Me encantan los librosHace bastantes años le confesé a una amiga que planeaba catalogar todos mis libros según el sistema de la Biblioteca del Congreso y ella puso en duda mi sanidad mental. Abandoné la idea de inmediato y procedí a buscar algún otro método de organización bibliotecaria.

Hasta el momento, ninguno ha funcionado. Ni por tamaño, color, tema, idioma o lo que sea.
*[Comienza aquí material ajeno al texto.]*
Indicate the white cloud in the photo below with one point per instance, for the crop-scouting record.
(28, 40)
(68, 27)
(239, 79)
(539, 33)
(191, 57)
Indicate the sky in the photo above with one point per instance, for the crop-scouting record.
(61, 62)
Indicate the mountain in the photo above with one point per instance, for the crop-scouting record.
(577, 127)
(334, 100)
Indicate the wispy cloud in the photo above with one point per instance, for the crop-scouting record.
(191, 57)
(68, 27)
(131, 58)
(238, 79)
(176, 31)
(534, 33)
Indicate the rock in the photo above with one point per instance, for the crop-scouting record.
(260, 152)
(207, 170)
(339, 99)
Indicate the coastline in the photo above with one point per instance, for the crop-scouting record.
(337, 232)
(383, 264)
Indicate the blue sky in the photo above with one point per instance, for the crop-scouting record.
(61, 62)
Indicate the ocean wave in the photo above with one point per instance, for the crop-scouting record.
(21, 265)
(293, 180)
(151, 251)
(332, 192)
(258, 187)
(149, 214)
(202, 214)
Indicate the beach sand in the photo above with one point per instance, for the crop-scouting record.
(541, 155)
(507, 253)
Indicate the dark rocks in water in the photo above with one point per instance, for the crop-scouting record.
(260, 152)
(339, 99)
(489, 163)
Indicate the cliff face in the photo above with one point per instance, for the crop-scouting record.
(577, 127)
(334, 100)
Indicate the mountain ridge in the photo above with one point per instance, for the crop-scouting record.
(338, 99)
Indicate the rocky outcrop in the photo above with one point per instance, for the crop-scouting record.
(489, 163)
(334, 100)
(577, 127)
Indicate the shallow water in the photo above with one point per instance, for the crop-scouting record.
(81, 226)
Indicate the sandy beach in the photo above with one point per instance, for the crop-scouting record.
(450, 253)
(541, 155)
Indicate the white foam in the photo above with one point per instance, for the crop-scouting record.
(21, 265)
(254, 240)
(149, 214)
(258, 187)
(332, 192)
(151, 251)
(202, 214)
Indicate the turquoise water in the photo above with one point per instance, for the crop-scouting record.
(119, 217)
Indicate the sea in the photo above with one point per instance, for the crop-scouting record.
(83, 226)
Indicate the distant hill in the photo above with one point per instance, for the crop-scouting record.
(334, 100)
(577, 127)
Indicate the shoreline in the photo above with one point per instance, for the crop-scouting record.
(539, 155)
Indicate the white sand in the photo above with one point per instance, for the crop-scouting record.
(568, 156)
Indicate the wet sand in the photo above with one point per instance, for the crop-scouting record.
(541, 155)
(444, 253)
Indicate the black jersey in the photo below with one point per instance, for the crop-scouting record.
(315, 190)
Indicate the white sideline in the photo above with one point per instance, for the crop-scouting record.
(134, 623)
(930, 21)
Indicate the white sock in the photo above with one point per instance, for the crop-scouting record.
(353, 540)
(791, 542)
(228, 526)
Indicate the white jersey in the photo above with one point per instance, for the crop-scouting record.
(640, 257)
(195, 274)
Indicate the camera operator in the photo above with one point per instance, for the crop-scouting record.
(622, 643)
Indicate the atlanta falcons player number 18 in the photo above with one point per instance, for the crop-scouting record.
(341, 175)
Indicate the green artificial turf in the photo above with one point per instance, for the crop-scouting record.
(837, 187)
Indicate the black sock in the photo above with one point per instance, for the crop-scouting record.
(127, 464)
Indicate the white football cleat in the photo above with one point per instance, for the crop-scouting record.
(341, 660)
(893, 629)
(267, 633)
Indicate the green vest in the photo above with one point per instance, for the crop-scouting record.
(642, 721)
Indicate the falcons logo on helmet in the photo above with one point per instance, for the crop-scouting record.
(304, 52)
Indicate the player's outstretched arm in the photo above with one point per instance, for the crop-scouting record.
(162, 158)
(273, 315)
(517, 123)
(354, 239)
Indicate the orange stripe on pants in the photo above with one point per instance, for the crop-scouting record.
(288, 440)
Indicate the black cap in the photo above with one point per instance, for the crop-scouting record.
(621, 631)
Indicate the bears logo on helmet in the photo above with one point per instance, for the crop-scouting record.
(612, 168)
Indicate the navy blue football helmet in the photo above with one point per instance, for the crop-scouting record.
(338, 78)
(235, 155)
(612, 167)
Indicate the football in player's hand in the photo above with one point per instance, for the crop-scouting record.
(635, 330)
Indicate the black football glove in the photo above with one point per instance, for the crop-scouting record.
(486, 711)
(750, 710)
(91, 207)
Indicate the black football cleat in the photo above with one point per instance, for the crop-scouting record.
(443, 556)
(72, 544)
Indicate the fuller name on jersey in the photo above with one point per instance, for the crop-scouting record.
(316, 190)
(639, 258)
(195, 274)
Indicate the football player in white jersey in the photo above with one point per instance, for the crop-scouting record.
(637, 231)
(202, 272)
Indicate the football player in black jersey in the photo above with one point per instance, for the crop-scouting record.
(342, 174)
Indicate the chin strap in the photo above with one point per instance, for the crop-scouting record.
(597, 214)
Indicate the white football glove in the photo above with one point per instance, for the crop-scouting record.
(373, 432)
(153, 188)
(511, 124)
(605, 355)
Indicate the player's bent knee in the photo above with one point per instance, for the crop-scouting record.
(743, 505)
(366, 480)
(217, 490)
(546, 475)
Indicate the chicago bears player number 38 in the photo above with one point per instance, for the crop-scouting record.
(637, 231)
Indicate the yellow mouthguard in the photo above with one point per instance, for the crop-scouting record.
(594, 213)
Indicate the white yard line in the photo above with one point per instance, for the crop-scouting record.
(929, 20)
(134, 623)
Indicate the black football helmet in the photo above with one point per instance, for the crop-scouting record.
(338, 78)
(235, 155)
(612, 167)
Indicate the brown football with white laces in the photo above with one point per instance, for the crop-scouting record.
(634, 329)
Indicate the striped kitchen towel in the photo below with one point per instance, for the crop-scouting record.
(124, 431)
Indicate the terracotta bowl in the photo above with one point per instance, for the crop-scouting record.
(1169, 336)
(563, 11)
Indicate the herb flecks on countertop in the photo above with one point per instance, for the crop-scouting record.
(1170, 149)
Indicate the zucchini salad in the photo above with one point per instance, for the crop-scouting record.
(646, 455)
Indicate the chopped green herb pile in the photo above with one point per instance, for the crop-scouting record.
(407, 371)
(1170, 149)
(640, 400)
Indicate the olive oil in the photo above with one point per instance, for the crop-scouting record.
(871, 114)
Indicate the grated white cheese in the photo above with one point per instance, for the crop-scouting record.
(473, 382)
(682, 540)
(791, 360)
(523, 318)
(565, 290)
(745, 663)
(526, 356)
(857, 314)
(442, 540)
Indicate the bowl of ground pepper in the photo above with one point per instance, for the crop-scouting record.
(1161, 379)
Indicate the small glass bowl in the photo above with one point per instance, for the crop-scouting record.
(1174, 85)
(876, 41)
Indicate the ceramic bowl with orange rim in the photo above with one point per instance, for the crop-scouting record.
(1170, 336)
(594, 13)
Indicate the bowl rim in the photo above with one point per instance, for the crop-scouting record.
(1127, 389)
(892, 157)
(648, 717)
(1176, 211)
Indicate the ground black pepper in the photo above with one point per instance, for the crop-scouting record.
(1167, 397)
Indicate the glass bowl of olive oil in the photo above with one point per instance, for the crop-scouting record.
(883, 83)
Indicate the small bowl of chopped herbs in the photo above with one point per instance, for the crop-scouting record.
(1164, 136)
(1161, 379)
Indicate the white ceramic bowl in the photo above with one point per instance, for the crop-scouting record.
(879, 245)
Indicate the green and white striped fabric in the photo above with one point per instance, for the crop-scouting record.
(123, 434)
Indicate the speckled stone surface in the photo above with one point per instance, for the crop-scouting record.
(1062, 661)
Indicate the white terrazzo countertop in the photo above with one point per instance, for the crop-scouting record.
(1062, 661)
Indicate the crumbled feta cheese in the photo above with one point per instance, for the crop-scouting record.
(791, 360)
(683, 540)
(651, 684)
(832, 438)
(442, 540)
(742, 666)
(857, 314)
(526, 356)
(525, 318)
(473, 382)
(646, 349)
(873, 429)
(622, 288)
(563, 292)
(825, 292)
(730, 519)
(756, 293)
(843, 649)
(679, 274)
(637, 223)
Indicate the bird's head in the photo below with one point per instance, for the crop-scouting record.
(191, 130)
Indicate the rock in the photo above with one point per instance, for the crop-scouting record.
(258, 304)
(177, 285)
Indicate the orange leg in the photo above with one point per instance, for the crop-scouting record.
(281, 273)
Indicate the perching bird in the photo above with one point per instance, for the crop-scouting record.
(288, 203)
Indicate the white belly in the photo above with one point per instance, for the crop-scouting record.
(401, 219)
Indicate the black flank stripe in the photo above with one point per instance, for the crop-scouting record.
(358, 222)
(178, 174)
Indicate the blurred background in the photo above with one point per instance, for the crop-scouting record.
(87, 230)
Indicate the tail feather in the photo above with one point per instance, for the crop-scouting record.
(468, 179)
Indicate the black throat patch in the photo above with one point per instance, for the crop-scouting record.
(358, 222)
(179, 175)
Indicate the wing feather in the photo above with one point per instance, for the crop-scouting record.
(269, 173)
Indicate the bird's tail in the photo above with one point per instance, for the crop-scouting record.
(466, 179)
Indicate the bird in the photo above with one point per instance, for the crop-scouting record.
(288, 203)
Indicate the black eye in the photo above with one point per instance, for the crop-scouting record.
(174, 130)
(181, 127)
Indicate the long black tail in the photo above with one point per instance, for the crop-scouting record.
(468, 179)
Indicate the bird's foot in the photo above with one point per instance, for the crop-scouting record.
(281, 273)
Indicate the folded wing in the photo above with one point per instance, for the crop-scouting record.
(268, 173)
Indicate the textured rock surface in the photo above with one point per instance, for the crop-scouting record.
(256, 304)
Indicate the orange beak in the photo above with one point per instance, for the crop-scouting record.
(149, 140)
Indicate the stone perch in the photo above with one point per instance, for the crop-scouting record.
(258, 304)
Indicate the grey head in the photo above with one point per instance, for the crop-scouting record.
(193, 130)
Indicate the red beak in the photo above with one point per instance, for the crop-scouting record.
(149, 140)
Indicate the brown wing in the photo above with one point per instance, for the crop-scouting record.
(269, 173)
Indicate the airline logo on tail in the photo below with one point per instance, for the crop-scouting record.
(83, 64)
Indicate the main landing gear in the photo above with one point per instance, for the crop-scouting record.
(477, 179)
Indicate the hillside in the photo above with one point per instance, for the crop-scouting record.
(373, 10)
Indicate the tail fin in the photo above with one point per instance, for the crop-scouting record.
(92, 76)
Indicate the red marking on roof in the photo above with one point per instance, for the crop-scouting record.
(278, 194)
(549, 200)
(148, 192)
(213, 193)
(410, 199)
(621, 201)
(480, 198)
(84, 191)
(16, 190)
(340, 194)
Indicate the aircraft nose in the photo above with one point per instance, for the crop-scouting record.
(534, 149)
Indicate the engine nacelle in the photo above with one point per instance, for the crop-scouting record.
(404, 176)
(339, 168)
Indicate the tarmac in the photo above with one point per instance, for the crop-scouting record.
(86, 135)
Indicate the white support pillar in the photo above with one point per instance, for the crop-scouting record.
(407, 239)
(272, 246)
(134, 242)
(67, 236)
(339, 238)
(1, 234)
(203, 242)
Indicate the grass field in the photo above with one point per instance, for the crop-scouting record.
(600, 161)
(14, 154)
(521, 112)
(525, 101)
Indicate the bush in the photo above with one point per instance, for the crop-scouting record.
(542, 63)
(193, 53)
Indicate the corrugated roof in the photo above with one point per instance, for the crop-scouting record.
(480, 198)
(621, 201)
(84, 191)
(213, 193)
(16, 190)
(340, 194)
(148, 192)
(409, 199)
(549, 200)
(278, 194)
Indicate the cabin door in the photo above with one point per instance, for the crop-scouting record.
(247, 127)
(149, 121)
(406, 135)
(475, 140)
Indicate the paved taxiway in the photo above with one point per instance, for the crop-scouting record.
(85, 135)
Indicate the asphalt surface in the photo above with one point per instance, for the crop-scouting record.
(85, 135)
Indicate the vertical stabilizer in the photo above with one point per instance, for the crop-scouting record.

Hasta llegué a comprar un software que pronto quedó obsoleto y no me ayudó en nada.

A la larga nunca debí haberme sentido mal por el comentario de mi amiga ni descartado la idea. Si catalogar los libros según el sistema de una biblioteca es de orates, el mundo está lleno de nosotros porque averigüé que es más común de lo que parece.

Dado que no estoy sola en mi pretensión, llevo desde el verano pasado enfrascada en esa misión. Adapté una base de datos preexistente y seleccioné áreas generales (literatura hispánica, redacción, lenguas extranjeras, referencias, traducción, etc.), les asigné un librero y comencé a acomodar libros según el número de clasificación. Se siente bien eso de tener una idea concreta de dónde están los libros.

Materiales
Materiales para este proyecto:
libros, etiquetas y cinta adhesiva para libros


Aún no he terminado con mi biblioteca visible. No ayuda el hecho de que sigo añadiendo libros y aprovecho para arreglar aquellos que están en mal estado. Cuando termine con esta parte, espero dedicarme a los libros invisibles, es decir, los que están en cajas. Debo colocarlos tan pronto pueda en la base de datos porque ya he comprado el mismo libro varias veces…

Dice el refrán que el camino al infierno está lleno de buenas intenciones. Los amigos son un apoyo indispensable para transitar por la vida, pero hay veces que desayudan más de lo que ayudan.